We use cookies. Read the Privacy and Cookie Policy

ГЛАВА ВТОРАЯ

Выпускной бал в Марнииском институте был в разгаре, когда Феликс, предъявив пригласительный билет швейцару, быстро поднялся по широкой мраморной лестнице, устланной голубым ковром. На втором этаже он вошел в раскрытые двери актового зала и остановился. Глаза его скользнули по устало блестевшему паркету. В глубине залы на возвышении он увидел живописную группу институтского начальства и гостей, расположившихся вокруг ненавистного всей Варшаве обер-полицмейстера Бутурлина, и отвернулся.

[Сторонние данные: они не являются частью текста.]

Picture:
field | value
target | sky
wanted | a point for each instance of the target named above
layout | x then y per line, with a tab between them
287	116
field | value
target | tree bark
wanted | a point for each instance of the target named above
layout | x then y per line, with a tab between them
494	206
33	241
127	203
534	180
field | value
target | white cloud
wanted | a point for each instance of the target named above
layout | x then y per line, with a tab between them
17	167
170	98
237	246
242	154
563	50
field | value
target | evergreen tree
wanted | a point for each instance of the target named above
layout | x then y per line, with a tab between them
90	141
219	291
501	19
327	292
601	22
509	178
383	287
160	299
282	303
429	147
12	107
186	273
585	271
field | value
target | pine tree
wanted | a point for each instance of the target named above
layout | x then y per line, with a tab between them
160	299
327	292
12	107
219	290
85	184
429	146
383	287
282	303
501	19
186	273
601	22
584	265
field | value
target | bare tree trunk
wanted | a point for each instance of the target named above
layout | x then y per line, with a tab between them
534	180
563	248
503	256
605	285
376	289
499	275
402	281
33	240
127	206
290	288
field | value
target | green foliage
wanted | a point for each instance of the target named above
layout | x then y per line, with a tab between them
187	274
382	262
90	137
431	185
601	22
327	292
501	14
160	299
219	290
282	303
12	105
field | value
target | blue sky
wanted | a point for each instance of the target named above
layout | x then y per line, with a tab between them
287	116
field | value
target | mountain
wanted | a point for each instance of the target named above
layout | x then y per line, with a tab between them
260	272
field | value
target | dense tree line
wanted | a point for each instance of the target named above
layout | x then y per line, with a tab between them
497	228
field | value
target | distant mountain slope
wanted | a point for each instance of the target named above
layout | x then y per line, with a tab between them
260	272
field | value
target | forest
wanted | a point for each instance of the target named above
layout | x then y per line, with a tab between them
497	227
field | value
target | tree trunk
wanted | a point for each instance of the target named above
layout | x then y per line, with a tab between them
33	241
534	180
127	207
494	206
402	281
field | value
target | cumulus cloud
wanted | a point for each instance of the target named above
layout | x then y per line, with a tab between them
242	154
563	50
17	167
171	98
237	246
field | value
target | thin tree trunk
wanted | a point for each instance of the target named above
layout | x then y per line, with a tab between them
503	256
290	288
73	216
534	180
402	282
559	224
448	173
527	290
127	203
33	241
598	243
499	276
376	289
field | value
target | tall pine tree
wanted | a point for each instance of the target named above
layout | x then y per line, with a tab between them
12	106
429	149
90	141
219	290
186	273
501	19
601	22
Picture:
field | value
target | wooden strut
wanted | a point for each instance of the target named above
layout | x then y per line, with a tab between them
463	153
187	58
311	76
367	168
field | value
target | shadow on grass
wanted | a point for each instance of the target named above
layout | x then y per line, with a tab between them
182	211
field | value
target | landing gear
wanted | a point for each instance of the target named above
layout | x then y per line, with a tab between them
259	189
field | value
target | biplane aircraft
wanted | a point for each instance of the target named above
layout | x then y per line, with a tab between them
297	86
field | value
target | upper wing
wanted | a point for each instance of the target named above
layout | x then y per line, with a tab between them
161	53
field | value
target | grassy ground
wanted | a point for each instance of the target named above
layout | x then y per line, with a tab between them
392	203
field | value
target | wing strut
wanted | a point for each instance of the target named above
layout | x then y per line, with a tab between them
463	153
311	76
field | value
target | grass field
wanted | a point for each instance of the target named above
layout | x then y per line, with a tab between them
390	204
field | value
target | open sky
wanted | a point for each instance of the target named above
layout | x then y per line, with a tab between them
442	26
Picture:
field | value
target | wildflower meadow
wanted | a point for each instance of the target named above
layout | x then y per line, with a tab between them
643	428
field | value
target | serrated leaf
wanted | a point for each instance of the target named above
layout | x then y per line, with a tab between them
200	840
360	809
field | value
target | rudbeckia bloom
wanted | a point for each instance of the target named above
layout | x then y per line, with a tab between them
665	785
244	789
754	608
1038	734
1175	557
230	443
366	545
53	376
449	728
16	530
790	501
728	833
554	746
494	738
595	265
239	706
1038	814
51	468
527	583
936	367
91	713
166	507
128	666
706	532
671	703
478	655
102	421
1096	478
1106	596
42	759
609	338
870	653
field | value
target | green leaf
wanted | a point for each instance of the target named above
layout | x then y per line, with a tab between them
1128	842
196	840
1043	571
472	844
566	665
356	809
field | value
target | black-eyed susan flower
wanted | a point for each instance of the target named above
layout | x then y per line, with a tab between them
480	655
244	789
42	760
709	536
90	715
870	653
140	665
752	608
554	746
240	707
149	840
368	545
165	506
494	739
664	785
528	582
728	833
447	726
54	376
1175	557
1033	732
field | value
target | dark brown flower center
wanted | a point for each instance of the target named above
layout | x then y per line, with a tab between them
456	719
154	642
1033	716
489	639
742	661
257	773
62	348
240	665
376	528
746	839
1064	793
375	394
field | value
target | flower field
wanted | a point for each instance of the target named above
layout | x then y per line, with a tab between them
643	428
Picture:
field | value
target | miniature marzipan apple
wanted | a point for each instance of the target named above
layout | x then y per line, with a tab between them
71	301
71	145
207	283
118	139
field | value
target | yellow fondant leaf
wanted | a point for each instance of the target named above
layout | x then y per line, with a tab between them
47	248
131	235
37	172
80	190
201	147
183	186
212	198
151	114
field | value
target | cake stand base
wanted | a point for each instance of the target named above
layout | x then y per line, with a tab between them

Воспитанницы института чинно сидели на стульях вдоль незашторенных окон, а справа от двери, у колонн, толпились приглашенные на бал партнеры для танцев. Феликс отличался характером общительным и потому нашел здесь много знакомых и приятелей. Вон в позе Дантона со скрещенными на груди руками стоит его одноклассник Стас Пацановский. Людвик Савицкий, у которого на лбу написано, что это будущий гений, озабоченно беседует с кандидатом прав Казимежем Пухевичом. Казимеж недавно выкарабкался из Цитадели и теперь в качестве самого популярного в городе человека на всех взирал свысока, то и дело солидно поправляя пенсне в золотой оправе.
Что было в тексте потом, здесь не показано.